Peer Steinbrück hat jetzt einen Kombi-Karle. Das Maskottchen der Karlsruher Kombilösung überreichte ihm Oberbürgermeister Frank Mentrup (SPD) am Freitagabend in Karlsruhe als "Andenken an die Stadt" und die vielen Baustellen, die "seine Anfahrt erschwerten."

Der SPD-Kanzlerkandidat war nach Karlsruhe gekommen, um "Klartext" zu reden. Über 500 Menschen - darunter viele SPD-Mitglieder - wollten hören, was der 66-Jährige zu sagen hat.

Er trank Wasser, keinen Pinot Grigio

Steinbrück trank Wasser, keinen Pinot Grigio. Er sagte nichts über das Kanzlergehalt, auch bezeichnete er keinen italienischen Politiker als "Clown", wie er es noch bei der ersten "Klartext"-Veranstaltung in Potsdam getan hatte. Dennoch sprach Peer Steinbrück deutliche Worte: "Es wird mit mir eine höhere Besteuerung von Privatvermögen geben", so Steinbrück. Das sei nötig, denn man benötige "dringend mehr Geld für Bildung, Kitas und Schulen".

Auch die Energiewende koste viel Geld. Zudem sei die Finanzlage der Kommunen "katastrophal". Die privaten Vermögen sollten daher stärker zur öffentlichen Finanzierung beitragen. "Wir wollen nicht alle Steuern für alle erhöhen, sondern einige Steuern für einige", so der ehemalige Bundesfinanzminister (2005 bis 2009).

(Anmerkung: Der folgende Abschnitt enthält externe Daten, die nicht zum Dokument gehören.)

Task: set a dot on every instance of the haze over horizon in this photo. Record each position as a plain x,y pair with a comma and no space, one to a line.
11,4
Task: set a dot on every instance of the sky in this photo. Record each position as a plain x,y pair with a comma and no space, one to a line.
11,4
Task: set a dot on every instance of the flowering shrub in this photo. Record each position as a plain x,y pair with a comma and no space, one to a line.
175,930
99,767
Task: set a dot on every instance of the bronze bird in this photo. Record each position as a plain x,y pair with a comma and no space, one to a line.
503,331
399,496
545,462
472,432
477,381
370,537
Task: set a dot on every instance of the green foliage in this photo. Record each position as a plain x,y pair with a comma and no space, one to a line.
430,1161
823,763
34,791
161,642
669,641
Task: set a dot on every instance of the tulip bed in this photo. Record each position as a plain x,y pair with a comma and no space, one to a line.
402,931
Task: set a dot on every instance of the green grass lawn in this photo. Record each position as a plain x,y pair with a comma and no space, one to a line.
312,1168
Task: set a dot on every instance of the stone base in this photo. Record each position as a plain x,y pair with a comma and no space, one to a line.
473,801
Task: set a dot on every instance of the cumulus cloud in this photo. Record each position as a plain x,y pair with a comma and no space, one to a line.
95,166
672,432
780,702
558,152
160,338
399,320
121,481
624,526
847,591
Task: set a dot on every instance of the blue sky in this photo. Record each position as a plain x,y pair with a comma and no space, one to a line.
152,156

Erste Amtshandlung: "Mindestlohn von 8,50 Euro einführen"

Auch verteidigte er die unter Bundeskanzler Gerhard Schröder (SPD) umgesetzte Agenda 2010. "Wir hätten sehr viel selbstbewusster und stolzer damit umgehen müssen", betonte Steinbrück. "Wir sind Deppen, dass wir die Agenda immer mit Hartz IV gleichgesetzt haben."

Was seine erste Amtshandlung als Bundeskanzler wäre, wollte ein Juso-Mitglied wissen. "Erst einen flächendeckenden gesetzlichen Mindestlohn von 8,50 Euro einführen", so Steinbrück. Dann gleiche Bezahlung für Männer und Frauen (Entgeltgleichheitsgesetz) durchsetzen und das Betreuungsgeld abschaffen. "Das wird dann das Gesetz mit der kürzesten Haltbarkeit in der deutschen Geschichte sein", so der gebürtige Hamburger. Das Betreuungsgeld soll ab Anfang August ausgezahlt werden - wenige Wochen vor der Bundestagswahl am 22. September. Dieser Termin so kurz vor der Wahl sei eine "Unverschämtheit", polterte Steinbrück.

Für den Euro, gegen die D-Mark-Nostalgie

"Mehr Attacke! Nimm dir die Kanzlerin vor!", so ein Zuhörer und forderte einen schärferen Wahlkampf von Steinbrück. "Viele Menschen wollen keinen fetzigen Wahlkampf, wo ich randalierend auf Frau Merkel losgehe", so der Kanzlerkandidat. "Einfach mit Steinen werfen, reicht nicht. Hart in der Sache, aber mit Argumenten überzeugen. Kein Wahlkampf unter der Gürtellinie", sagte Steinbrück. Merkel liegt in aktuellen Umfragen weit vor dem Sozialdemokraten (26 Prozent für Steinbrück, 58 Prozent für Merkel).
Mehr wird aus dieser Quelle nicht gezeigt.